Deborah Levy on the phantom of femininity

In this interview with Five Dials, Deborah Levy, discusses The Cost of Living, the next instalment in her trilogy of 'living autobiographies'

Deborah Levy

It is what we invest in our ancient and modern monsters – and how they speak back to us – that gives them their potency

Literature is a lens through which we come to understand ourselves – and the right sentence can break something open in its reader. Your own work is full of sentences that do that. Which books have done that for you? Which would you pass on to the next generation?

Thank you. All the same, I’d prefer the next generation to pass books on to me.

Finally, is there such thing as ‘female’ writing?

I don’t know about that. I mean, I really don’t. On this matter, here is a quote from The Cost of Living:

"Serenity is supposed to be one of the main characters in old-fashioned femininity’s cultural personality. She is serene and she endures.

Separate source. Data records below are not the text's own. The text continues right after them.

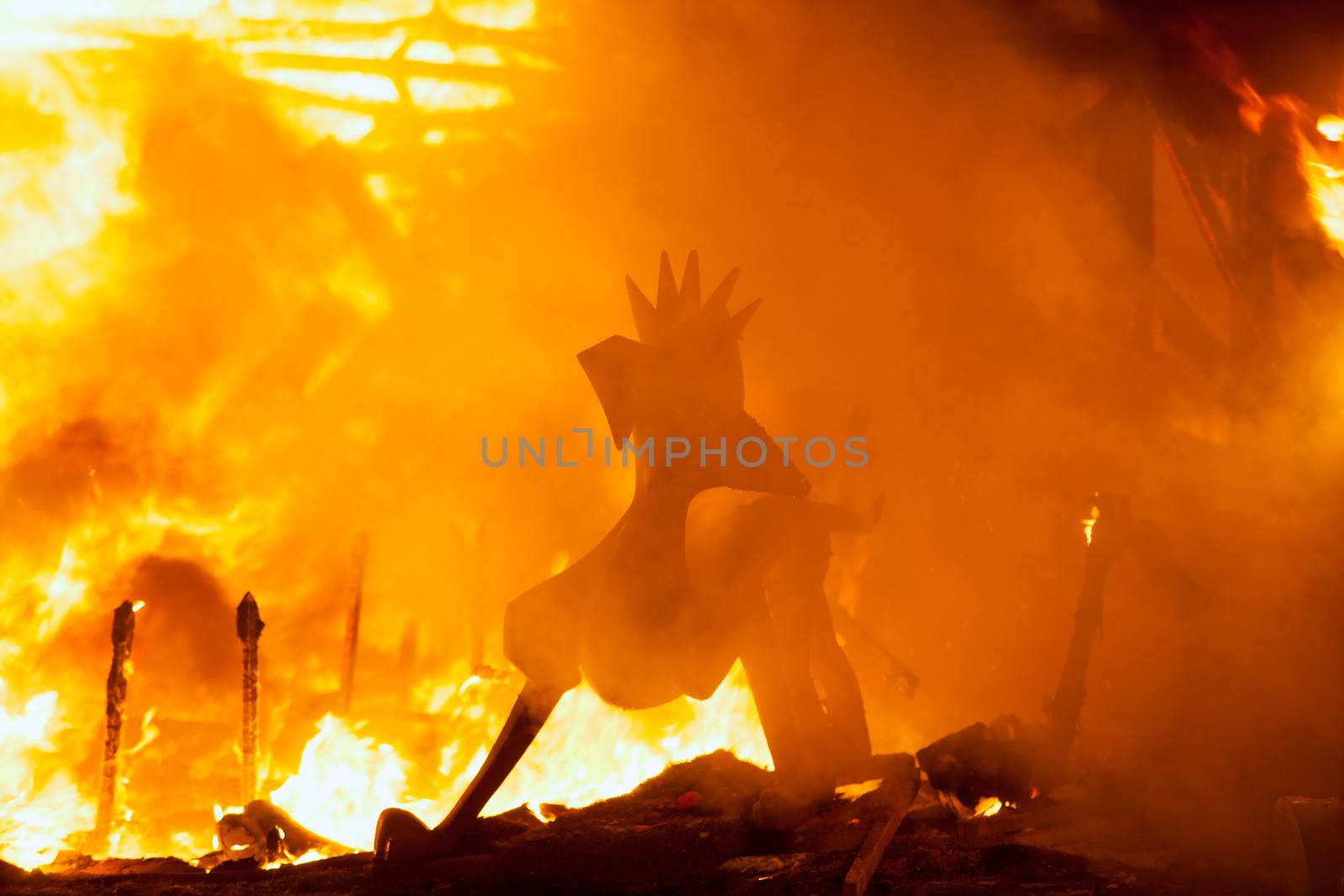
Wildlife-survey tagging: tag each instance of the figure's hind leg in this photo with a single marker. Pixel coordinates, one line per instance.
(843, 699)
(790, 728)
(401, 836)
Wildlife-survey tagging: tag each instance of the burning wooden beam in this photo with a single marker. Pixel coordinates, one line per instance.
(1108, 532)
(249, 631)
(360, 558)
(902, 786)
(123, 634)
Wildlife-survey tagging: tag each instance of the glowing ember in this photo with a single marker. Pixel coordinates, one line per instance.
(1089, 521)
(588, 752)
(988, 806)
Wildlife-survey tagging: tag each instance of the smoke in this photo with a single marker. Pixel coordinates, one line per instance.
(286, 342)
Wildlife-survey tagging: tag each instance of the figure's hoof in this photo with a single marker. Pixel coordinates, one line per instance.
(777, 810)
(403, 837)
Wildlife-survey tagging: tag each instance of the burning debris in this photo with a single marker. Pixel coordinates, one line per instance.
(261, 277)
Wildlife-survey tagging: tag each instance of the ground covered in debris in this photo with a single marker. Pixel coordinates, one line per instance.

Yes, she is so talented at enduring and suffering they might even be the main characters in her story. There were not that many women I knew who wanted to put the phantom of femininity together again. What is a phantom anyway? The phantom of femininity is an illusion, a delusion, a societal hallucination. She is a very tricky character to play and it is a role (sacrifice, endurance, cheerful suffering) that has made some women go mad. This was not a story I wanted to hear all over again. It was time to find new main characters with other talents."